To date she has over 30 years of experience and has exhibited in several countries world-wide. She is also a reoccurring and featured artist at Nairobi’s internationally recognized Watatu gallery and among other art organizations like the Kuona Trust and Godown Art Center, and has occupied full-time residences in the Netherlands and Hong Kong with Elsamere Godown Art Center and Kuona Trust. The once nomadic artist moved her studio around from small village to another. Today, she has a permanent studio thanks to the support of one of her greatest art clients who helped her to secure a place where she creates and lives full-time.  The art studio has been active for over 8 years and she continues to produce many great works here. Upon the birth of her child, TabithawaThuku reduced much of her travels to care for her daughter Njambi Edelquinn.
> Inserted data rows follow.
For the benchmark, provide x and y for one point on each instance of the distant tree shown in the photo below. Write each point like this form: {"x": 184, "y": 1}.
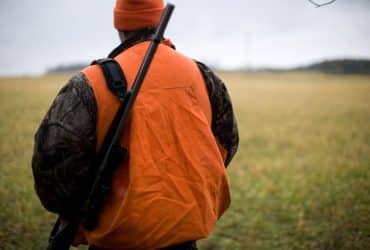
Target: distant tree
{"x": 321, "y": 4}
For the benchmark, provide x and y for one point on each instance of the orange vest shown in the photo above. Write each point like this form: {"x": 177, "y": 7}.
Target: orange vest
{"x": 172, "y": 186}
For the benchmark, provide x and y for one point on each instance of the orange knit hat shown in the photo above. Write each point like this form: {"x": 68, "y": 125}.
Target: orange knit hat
{"x": 136, "y": 14}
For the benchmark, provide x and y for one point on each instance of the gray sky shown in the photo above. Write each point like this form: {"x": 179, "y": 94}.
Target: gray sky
{"x": 38, "y": 34}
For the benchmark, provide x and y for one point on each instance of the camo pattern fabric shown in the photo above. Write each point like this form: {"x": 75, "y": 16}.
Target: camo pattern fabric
{"x": 64, "y": 148}
{"x": 224, "y": 126}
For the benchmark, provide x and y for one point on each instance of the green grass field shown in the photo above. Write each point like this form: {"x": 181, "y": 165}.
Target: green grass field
{"x": 300, "y": 180}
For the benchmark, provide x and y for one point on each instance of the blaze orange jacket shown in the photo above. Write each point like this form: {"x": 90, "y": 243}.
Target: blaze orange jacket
{"x": 172, "y": 186}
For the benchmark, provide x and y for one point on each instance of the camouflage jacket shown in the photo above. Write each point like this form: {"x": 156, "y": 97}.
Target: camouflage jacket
{"x": 64, "y": 148}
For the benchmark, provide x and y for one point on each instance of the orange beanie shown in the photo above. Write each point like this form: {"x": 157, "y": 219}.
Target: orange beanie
{"x": 137, "y": 14}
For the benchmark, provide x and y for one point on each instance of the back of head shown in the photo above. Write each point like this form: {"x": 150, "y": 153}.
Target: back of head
{"x": 131, "y": 15}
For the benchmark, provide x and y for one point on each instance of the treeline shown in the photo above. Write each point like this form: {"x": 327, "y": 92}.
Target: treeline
{"x": 343, "y": 66}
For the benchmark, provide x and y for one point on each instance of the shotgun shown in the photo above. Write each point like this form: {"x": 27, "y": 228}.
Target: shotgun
{"x": 62, "y": 234}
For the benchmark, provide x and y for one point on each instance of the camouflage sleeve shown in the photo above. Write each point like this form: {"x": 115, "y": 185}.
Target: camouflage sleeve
{"x": 64, "y": 148}
{"x": 224, "y": 124}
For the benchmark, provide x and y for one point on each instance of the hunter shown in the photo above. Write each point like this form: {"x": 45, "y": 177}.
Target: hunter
{"x": 172, "y": 187}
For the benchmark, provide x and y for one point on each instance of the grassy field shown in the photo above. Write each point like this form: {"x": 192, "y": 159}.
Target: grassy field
{"x": 301, "y": 178}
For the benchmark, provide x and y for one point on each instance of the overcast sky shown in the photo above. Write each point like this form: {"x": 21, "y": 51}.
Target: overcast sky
{"x": 39, "y": 34}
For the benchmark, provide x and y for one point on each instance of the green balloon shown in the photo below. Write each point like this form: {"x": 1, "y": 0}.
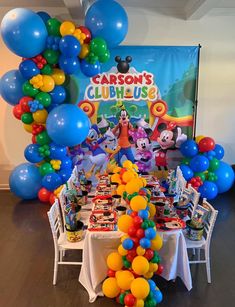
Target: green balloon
{"x": 98, "y": 46}
{"x": 51, "y": 56}
{"x": 46, "y": 70}
{"x": 44, "y": 99}
{"x": 43, "y": 138}
{"x": 45, "y": 169}
{"x": 27, "y": 118}
{"x": 53, "y": 27}
{"x": 29, "y": 90}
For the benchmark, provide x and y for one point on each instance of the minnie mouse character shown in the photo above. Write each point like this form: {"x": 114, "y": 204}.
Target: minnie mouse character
{"x": 143, "y": 148}
{"x": 171, "y": 137}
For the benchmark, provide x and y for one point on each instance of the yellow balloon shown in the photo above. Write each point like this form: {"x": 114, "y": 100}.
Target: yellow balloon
{"x": 58, "y": 76}
{"x": 67, "y": 28}
{"x": 156, "y": 244}
{"x": 138, "y": 203}
{"x": 28, "y": 128}
{"x": 140, "y": 288}
{"x": 110, "y": 287}
{"x": 124, "y": 222}
{"x": 40, "y": 116}
{"x": 122, "y": 251}
{"x": 114, "y": 261}
{"x": 48, "y": 84}
{"x": 124, "y": 280}
{"x": 84, "y": 51}
{"x": 140, "y": 251}
{"x": 140, "y": 265}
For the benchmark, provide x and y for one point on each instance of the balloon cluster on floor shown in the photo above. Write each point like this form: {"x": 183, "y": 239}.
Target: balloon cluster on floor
{"x": 51, "y": 52}
{"x": 131, "y": 268}
{"x": 203, "y": 169}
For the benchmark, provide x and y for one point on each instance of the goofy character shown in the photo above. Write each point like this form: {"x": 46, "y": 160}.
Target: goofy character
{"x": 121, "y": 131}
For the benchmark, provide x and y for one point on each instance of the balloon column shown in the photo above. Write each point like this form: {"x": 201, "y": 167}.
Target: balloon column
{"x": 131, "y": 268}
{"x": 203, "y": 169}
{"x": 51, "y": 51}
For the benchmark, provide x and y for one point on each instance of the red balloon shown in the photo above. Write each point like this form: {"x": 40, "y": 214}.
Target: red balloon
{"x": 206, "y": 144}
{"x": 129, "y": 300}
{"x": 87, "y": 33}
{"x": 17, "y": 111}
{"x": 44, "y": 195}
{"x": 24, "y": 103}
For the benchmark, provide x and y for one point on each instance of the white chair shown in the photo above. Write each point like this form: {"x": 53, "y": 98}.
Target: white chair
{"x": 204, "y": 244}
{"x": 60, "y": 241}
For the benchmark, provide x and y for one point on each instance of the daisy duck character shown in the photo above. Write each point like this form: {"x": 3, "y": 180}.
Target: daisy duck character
{"x": 143, "y": 148}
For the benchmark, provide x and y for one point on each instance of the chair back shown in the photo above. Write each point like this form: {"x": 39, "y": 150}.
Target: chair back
{"x": 55, "y": 222}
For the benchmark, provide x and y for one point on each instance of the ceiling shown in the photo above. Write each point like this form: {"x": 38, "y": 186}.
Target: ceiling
{"x": 184, "y": 9}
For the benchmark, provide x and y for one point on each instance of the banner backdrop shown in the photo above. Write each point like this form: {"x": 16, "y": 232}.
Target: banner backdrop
{"x": 140, "y": 107}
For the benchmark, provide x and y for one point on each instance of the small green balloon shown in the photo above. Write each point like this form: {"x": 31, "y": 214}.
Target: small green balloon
{"x": 29, "y": 90}
{"x": 98, "y": 46}
{"x": 46, "y": 70}
{"x": 27, "y": 118}
{"x": 44, "y": 99}
{"x": 51, "y": 56}
{"x": 43, "y": 138}
{"x": 53, "y": 27}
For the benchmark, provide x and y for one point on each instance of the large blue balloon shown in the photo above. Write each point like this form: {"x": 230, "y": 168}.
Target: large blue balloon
{"x": 189, "y": 148}
{"x": 31, "y": 153}
{"x": 51, "y": 181}
{"x": 67, "y": 125}
{"x": 24, "y": 32}
{"x": 90, "y": 70}
{"x": 11, "y": 85}
{"x": 199, "y": 164}
{"x": 186, "y": 171}
{"x": 225, "y": 177}
{"x": 28, "y": 69}
{"x": 107, "y": 19}
{"x": 25, "y": 181}
{"x": 208, "y": 190}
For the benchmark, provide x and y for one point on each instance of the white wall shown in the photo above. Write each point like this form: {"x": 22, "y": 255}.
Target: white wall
{"x": 216, "y": 108}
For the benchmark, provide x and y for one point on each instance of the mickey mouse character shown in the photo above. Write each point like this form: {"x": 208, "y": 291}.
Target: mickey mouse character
{"x": 123, "y": 65}
{"x": 171, "y": 137}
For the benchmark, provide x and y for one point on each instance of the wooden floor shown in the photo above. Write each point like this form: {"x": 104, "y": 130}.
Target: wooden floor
{"x": 26, "y": 263}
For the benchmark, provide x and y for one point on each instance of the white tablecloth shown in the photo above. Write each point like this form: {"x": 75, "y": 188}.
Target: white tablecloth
{"x": 98, "y": 245}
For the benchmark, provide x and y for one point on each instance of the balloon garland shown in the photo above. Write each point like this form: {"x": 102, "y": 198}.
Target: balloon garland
{"x": 203, "y": 169}
{"x": 131, "y": 268}
{"x": 51, "y": 51}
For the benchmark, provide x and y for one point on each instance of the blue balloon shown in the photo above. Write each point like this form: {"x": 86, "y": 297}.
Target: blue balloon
{"x": 225, "y": 177}
{"x": 145, "y": 243}
{"x": 189, "y": 148}
{"x": 199, "y": 164}
{"x": 127, "y": 244}
{"x": 57, "y": 152}
{"x": 58, "y": 95}
{"x": 28, "y": 69}
{"x": 24, "y": 32}
{"x": 25, "y": 181}
{"x": 44, "y": 15}
{"x": 51, "y": 181}
{"x": 208, "y": 190}
{"x": 67, "y": 125}
{"x": 107, "y": 19}
{"x": 69, "y": 65}
{"x": 31, "y": 153}
{"x": 69, "y": 46}
{"x": 90, "y": 70}
{"x": 11, "y": 85}
{"x": 219, "y": 151}
{"x": 150, "y": 233}
{"x": 186, "y": 171}
{"x": 65, "y": 174}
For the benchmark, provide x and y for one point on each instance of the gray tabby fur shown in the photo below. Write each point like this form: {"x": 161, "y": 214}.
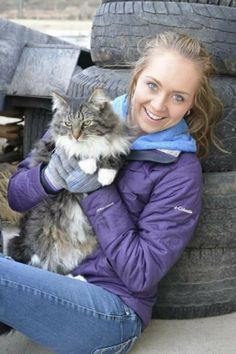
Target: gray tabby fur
{"x": 56, "y": 235}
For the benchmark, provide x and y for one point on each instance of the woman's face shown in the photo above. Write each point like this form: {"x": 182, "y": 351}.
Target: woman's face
{"x": 164, "y": 91}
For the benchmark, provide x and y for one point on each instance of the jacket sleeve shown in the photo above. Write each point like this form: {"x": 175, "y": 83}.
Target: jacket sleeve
{"x": 25, "y": 189}
{"x": 141, "y": 253}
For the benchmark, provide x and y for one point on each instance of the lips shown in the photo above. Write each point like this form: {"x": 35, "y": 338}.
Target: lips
{"x": 153, "y": 116}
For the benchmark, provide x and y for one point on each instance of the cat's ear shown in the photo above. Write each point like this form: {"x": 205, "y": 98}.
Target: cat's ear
{"x": 59, "y": 102}
{"x": 99, "y": 99}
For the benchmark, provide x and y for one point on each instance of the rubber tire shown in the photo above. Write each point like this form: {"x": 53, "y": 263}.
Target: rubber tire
{"x": 230, "y": 3}
{"x": 119, "y": 26}
{"x": 201, "y": 284}
{"x": 115, "y": 82}
{"x": 36, "y": 123}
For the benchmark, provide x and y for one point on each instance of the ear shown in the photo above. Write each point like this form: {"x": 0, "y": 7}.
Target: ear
{"x": 98, "y": 98}
{"x": 59, "y": 101}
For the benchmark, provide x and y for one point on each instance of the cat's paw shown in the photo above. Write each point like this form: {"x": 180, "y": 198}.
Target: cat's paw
{"x": 89, "y": 166}
{"x": 106, "y": 176}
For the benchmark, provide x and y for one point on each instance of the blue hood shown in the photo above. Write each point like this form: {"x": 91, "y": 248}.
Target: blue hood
{"x": 174, "y": 138}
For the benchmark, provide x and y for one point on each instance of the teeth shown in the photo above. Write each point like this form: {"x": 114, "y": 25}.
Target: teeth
{"x": 153, "y": 116}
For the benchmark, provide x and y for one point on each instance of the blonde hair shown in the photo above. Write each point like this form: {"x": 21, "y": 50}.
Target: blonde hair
{"x": 207, "y": 108}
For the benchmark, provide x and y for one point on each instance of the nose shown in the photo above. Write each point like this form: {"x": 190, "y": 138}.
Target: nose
{"x": 159, "y": 103}
{"x": 76, "y": 132}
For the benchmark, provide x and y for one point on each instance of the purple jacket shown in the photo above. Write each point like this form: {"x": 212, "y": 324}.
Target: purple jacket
{"x": 143, "y": 222}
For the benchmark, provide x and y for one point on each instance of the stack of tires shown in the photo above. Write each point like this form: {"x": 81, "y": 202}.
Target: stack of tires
{"x": 203, "y": 282}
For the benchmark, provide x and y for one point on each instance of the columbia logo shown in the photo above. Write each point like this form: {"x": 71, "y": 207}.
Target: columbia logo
{"x": 105, "y": 207}
{"x": 180, "y": 208}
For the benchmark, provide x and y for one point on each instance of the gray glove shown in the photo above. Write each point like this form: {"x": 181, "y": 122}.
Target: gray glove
{"x": 63, "y": 173}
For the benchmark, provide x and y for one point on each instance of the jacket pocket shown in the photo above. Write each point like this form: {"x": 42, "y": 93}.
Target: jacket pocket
{"x": 121, "y": 348}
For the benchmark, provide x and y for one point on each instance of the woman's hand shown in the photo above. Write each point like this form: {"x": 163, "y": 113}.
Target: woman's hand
{"x": 63, "y": 173}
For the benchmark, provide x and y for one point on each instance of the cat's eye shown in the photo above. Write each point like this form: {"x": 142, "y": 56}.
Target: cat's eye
{"x": 68, "y": 124}
{"x": 87, "y": 123}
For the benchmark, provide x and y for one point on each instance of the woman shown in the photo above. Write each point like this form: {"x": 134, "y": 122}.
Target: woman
{"x": 143, "y": 221}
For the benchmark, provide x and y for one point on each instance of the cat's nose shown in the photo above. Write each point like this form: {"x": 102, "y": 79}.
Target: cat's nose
{"x": 76, "y": 133}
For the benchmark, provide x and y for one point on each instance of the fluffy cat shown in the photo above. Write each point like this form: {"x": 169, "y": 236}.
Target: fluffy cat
{"x": 56, "y": 235}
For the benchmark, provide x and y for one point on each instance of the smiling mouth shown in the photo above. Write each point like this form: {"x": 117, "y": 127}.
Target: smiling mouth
{"x": 153, "y": 116}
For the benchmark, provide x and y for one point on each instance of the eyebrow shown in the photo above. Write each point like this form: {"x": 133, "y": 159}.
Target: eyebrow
{"x": 175, "y": 91}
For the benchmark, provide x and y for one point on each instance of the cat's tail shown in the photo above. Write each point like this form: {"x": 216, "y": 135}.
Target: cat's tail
{"x": 17, "y": 249}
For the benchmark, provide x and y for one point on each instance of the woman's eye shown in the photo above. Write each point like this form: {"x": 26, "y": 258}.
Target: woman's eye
{"x": 152, "y": 86}
{"x": 178, "y": 98}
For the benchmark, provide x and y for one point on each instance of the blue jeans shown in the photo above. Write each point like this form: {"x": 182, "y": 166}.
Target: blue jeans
{"x": 63, "y": 314}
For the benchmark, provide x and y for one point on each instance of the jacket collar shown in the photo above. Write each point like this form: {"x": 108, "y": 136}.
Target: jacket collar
{"x": 153, "y": 155}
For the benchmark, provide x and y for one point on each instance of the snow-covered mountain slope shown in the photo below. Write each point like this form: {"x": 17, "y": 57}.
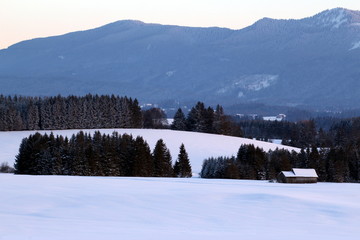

Having been brought up in the studio, Njambi ultimately developed an artistic eye of her own, and now manages her mother’s works.

Notable series include her works that featured the daily life of cyclists. This series received international notoriety, including one of the works being purchased for the Prime Minister of the Netherlands. Other notable opportunities include a feature during the Artide Art Olympic that accompanied the Olympic Games in Athens, other works also sit in the collections of the High Authorities in Kenya, the Kenya National Museum, PricewaterhouseCoopers, and the headquarters of prominent businesses throughout Africa like Safaricom and MMC Africa.

Even with a full load on her hands raising her family, globetrotting, lecturing, gallery features, and the notoriety of her works being highlighted in magazines and in television programs circulating around the world, she still finds time to regularly donate works and endow charitable organizations that support children and the arts.  Additionally, Tabitha is a mentor and advocate for less fortunate women in the slums throughout Africa.  Moreover, Tabitha mentors a “street boy” named Sentos who she has found to be very creative.  Through the process of mentoring him and others, she not only finds it fun, but it also inspires her own works.  Today, her name is usually mentioned in the background of many African artists who are now making strides in the art community.

In her own words: “My art is a representation and celebration of women and the role they play in society. Women carry the seed that provides life to the world. Through my works, I look to be one voice of many to celebrate HER. I am a nomadic artist; however, I embrace collaboration. Although I am shy, new environments often provide the inspiration to create and be free — including my own kitchen garden or other people.”